A survey of more than 1,000 girls in the UK found nearly half were embarrassed by their period and many were afraid to ask for help because of the stigma.

Almost half of British girls have said they have witnessed their peers being bullied or shamed about their periods.

The stigma surrounding periods has been shown to directly affect a girl’s potential to succeed. If a girl misses school every time she has her period, she is set 145 days behind her fellow male students.

We need to normalise the conversation surrounding periods, and end the silence that is entrenched. A quarter of the population menstruates at any given time, so why are we too embarrassed to talk about this normal and natural biological phenomenon?

Period poverty is a facet of menstrual inequity – something that exists across the globe.

The United Nations has noted that up to 30% of Afghan and Nepalese girls miss school every month during their period, while in India around 20% drop out of education entirely after their period begins.

In countries such a Nepal, girls are forced to sleep outside in ‘period huts’ in a practice known as Chhaupadi. Although it’s banned, it’s a practice that persists. Many girls and women have died from cold, smoke inhalation, or snake bites.
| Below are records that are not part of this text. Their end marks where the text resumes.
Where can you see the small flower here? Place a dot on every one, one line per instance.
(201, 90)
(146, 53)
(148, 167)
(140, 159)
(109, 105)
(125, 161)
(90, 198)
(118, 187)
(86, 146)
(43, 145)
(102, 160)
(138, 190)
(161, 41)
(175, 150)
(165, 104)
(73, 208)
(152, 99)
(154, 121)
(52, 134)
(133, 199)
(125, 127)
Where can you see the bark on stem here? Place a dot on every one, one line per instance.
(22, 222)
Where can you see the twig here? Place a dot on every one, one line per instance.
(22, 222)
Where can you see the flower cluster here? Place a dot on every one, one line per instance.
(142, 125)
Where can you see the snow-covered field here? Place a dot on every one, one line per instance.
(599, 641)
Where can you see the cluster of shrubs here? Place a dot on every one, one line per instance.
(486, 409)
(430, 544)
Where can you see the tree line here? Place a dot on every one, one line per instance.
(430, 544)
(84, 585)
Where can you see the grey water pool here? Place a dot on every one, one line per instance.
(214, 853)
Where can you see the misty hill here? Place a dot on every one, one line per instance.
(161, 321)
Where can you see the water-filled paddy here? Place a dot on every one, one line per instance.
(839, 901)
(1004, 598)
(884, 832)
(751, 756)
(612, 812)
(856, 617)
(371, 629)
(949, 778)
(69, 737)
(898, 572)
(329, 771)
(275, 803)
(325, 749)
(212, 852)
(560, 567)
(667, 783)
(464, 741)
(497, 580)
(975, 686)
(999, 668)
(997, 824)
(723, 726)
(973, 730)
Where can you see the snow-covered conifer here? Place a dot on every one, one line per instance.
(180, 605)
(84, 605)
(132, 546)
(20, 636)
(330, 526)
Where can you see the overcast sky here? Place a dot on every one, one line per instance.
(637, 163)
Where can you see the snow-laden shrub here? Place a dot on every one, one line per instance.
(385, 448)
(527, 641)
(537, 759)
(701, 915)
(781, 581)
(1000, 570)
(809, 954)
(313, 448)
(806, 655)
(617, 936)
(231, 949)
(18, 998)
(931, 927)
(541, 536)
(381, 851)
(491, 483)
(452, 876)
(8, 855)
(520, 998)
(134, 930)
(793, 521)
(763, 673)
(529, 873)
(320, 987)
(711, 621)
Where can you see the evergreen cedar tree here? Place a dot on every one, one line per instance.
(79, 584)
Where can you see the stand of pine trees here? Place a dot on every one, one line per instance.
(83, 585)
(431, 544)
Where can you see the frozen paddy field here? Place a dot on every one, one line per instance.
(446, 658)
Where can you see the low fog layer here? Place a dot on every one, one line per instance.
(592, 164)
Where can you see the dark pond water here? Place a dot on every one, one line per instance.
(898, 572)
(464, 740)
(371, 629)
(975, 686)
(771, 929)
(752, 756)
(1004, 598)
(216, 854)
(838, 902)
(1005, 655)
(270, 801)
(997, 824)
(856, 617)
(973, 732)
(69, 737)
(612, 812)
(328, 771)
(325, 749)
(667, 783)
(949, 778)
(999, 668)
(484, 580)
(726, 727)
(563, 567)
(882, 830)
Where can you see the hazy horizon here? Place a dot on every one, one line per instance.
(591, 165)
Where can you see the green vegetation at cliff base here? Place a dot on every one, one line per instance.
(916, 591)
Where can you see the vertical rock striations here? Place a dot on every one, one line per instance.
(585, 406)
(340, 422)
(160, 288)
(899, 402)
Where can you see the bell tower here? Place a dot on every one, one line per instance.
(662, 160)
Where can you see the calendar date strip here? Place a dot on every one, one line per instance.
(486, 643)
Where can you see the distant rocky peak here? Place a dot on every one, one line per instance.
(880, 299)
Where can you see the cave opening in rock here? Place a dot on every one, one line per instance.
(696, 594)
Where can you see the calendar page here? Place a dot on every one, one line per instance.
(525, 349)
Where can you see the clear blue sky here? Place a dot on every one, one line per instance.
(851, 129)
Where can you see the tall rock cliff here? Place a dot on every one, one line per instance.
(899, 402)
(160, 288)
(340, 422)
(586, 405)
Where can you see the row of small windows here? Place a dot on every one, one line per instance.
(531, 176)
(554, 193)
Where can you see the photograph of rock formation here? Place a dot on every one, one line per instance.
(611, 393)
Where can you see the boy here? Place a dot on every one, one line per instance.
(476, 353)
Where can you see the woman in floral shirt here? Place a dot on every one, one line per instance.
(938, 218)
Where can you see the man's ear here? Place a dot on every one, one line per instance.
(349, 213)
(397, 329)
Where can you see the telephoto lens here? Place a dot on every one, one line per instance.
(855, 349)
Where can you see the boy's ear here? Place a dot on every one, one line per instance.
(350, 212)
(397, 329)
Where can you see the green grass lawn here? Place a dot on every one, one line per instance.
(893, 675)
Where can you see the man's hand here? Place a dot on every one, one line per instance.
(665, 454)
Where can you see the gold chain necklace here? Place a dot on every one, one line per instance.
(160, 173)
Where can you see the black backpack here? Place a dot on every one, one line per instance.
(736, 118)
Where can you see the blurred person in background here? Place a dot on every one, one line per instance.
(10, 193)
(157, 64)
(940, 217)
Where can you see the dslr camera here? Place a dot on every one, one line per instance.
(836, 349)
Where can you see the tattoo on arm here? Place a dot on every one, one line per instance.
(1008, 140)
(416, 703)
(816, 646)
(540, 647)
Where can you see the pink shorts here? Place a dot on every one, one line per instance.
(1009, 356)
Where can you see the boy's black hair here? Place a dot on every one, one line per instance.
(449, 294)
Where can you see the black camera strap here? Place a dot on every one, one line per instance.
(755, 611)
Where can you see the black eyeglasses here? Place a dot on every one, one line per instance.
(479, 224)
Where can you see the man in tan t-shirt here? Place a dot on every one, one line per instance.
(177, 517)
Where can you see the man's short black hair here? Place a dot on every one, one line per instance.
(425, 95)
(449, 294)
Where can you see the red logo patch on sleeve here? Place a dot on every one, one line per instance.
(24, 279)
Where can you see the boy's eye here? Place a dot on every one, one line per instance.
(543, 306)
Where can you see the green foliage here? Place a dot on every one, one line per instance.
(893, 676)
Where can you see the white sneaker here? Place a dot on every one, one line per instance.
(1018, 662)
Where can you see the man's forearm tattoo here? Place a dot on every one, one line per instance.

In Sub-Saharan Africa and South and West Asia, child marriage would decrease by over 60% if all girls had secondary education

Young girls who do not receive an education are more likely to enter child marriages and experience an early pregnancy, malnourishment, domestic violence, and pregnancy complications as a result. The failure to support women to care for their periods and manage their menstrual cycle is a loss for society at large.